Hughes David M, Komárek Arnošt, Bonnett Laura J, Czanner Gabriela, García-Fiñana Marta
Department of Biostatistics, University of Liverpool, Liverpool, U.K.
Department of Probability and Mathematical Statistics, Faculty of Mathematics and Physics, Charles University, Prague, Czech Republic.
Stat Med. 2017 Oct 30;36(24):3858-3874. doi: 10.1002/sim.7397. Epub 2017 Aug 1.
Recently developed methods of longitudinal discriminant analysis allow for classification of subjects into prespecified prognostic groups using longitudinal history of both continuous and discrete biomarkers. The classification uses Bayesian estimates of the group membership probabilities for each prognostic group. These estimates are derived from a multivariate generalised linear mixed model of the biomarker's longitudinal evolution in each of the groups and can be updated each time new data is available for a patient, providing a dynamic (over time) allocation scheme. However, the precision of the estimated group probabilities differs for each patient and also over time. This precision can be assessed by looking at credible intervals for the group membership probabilities. In this paper, we propose a new allocation rule that incorporates credible intervals for use in context of a dynamic longitudinal discriminant analysis and show that this can decrease the number of false positives in a prognostic test, improving the positive predictive value. We also establish that by leaving some patients unclassified for a certain period, the classification accuracy of those patients who are classified can be improved, giving increased confidence to clinicians in their decision making. Finally, we show that determining a stopping rule dynamically can be more accurate than specifying a set time point at which to decide on a patient's status. We illustrate our methodology using data from patients with epilepsy and show how patients who fail to achieve adequate seizure control are more accurately identified using credible intervals compared to existing methods.

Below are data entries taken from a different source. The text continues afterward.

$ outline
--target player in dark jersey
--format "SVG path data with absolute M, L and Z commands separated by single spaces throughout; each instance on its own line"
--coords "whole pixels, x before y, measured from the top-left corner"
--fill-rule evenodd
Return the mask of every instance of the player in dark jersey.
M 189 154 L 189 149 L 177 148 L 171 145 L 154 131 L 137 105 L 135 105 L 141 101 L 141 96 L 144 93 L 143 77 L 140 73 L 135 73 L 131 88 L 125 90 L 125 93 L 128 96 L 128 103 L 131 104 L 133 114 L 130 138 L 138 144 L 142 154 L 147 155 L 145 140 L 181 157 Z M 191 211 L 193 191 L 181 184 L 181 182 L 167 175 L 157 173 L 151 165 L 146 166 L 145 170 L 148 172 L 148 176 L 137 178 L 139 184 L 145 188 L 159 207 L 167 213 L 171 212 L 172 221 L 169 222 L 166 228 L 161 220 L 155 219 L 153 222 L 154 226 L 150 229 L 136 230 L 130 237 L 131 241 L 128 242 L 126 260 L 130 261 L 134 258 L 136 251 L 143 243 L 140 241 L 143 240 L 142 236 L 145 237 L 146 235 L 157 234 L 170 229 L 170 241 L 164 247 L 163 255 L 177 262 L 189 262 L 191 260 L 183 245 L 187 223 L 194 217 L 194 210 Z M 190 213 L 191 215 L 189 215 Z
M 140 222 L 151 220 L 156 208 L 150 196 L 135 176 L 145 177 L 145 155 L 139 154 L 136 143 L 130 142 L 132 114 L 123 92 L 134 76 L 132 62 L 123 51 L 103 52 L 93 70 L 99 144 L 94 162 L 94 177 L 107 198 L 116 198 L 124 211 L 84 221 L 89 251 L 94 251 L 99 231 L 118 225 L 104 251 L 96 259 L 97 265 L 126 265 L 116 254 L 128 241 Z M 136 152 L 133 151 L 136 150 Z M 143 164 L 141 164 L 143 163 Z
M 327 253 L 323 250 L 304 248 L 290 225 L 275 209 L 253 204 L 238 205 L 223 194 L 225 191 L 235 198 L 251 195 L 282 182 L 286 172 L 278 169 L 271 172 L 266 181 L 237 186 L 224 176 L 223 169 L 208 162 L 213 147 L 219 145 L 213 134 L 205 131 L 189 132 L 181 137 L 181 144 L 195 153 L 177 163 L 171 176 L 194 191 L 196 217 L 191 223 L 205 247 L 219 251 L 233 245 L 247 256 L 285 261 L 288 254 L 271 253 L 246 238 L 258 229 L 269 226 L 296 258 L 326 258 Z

最近开发的纵向判别分析方法允许使用连续和离散生物标志物的纵向历史将受试者分类到预先指定的预后组中。该分类使用每个预后组的组成员概率的贝叶斯估计。这些估计值来自生物标志物在每个组中的纵向演变的多元广义线性混合模型,并且每次有患者的新数据时都可以更新,提供了一种动态(随时间)分配方案。然而,估计的组概率的精度因患者而异,并且也随时间变化。这种精度可以通过查看组成员概率的可信区间来评估。在本文中,我们提出了一种新的分配规则,该规则结合了可信区间,用于动态纵向判别分析的背景下,并表明这可以减少预后测试中的假阳性数量,提高阳性预测值。我们还确定,通过在一段时间内不对某些患者进行分类,可以提高已分类患者的分类准确性,增强临床医生决策的信心。最后,我们表明动态确定停止规则可能比指定决定患者状态的设定时间点更准确。我们使用癫痫患者的数据说明了我们的方法,并展示了与现有方法相比,使用可信区间如何更准确地识别未实现充分癫痫发作控制的患者。